Она ловко сняла горящий кончик с сигареты; окурок описал белую дугу, а уголек погас в песке, под ее ногой.
– Если это – намек на комплимент…
– Только дураки намекают на комплименты. Умные все говорят прямо, в точку. Намеками можно критиковать – если только критикуемый находится вне предела досягаемости.
– Мне кажется, что это несколько рискованная доктрина для человека – простите за откровенность – не весьма боевого.
– Боевого?
– Ну, скажем, просто не драчуна. Не представляю себе, чтобы вы долго могли сопротивляться в схватке, ну, например, с мистером Гиллигеном.
– Не хотите ли вы намекнуть, что избрали мистера Гиллигена своим… м-м… защитником?
– Нет, пожалуй, это скорее намек, что я ожидаю от вас каких-то комплиментов. Но при всем своем уме, вы как будто никаких навыков в обращении с женщинами не приобрели.
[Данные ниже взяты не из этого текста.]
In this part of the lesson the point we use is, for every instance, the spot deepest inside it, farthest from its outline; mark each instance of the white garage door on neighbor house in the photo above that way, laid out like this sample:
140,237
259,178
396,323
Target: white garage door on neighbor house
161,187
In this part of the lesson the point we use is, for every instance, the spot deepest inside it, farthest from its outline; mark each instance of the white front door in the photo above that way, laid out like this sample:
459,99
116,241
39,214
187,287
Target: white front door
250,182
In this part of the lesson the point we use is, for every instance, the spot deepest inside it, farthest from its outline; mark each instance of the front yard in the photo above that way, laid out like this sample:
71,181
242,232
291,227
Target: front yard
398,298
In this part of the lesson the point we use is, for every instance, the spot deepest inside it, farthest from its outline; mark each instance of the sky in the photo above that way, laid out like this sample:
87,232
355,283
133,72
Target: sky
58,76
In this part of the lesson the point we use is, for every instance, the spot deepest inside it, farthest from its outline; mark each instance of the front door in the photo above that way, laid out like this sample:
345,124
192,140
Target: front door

Глаза Джонса, желтые и бездонные, рассеянно смотрели на ее губы.
– Например?
– Например, с мисс Сондерс, – оказала она ядовито. – Кажется, ее у вас окончательно отбили?
– Мисс Сондерс? – повторил Джонс с деланным удивлением, восхищаясь тем, как ловко она отвела разговор от их личных взаимоотношений. – Но, дорогая моя, неужели вы можете себе представить, что в нее можно влюбиться? Эта бесполая бестелесность… Но, конечно, для человека, фактически уже мертвого, это безразлично, – добавил он. – Ему, вероятно, все равно, на ком жениться и жениться ли вообще.
– Вот как? Но по вашему поведению в день моего приезда я поняла, что вы в ней заинтересованы. Может быть, я ошиблась?
– А если и так? Значит, теперь мы с вами оба попали в один переплет, не правда ли?
Она обламывала стебель розы, чувствуя, что он придвинулся совсем близко. Не глядя на него, она сказала:
– Вы, кажется, успели забыть то, что я вам сказала? – (Он промолчал.) – Да, у вас нет никаких навыков соблазнителя. Неужто вы не понимаете, что я отлично вижу, куда вы клоните? Вы считаете, что нам с вами надо бы утешить друг друга. Но это уж очень ребячливо, даже для вас. Мне приходилось разыгрывать слишком много этих любовных шарад с бедными мальчиками, которых я уважала, даже если я их и не любила. – Роза красным пятном легла на грудь ее темного платья. – Можно мне дать вам совет? – продолжала она резко. – В следующий раз, когда вы захотите кого-нибудь соблазнить, не теряйте времени на слова, на разговоры. Женщины знают про слова во сто раз больше, чем мужчины. И они знают, что слова, в сущности, ничего не значат.
Джонс опустил желтые глаза. И тут он повел себя, как женщина: повернулся и стал уходить, не сказав ни слова. Но он увидел в конце сада Эмми, развешивавшую белье на веревке. Миссис Пауэрс, глядя вслед его крадущейся фигуре, сказала: «А-а!», потому что заметила Эмми, которая развешивала выстиранное белье на веревке точными жестами маски из греческого хора.
Она смотрела, как Джонс подходил к Эмми, как Эмми, услыхав его шаги, остановилась, высоко подняв какую-то вещь, полуобернувшись через плечо. «Вот скотина, – подумала миссис Пауэрс, не зная, идти ли на выручку к Эмми. – А какая польза? Все равно он потом вернется. Неужели мне стать цербером для Эмми?» Она отвернулась – и увидела Гиллигена. Подойдя к ней, он сразу выпалил:
– Черт бы подрал эту девчонку. Знаете, что я думаю? По-моему…
– Какую девчонку?
– Эту, как ее там, Сондерс, что ли. По-моему, она чего-то боится. Ведет себя так, будто влипла в какую-то беду, и, чтобы выпутаться, решила поскорее выйти замуж за нашего лейтенанта. Перепугана до черта. Бьется, как рыба на песке.
– Почему вы ее так не любите, Джо? Не хотите, чтобы они поженились?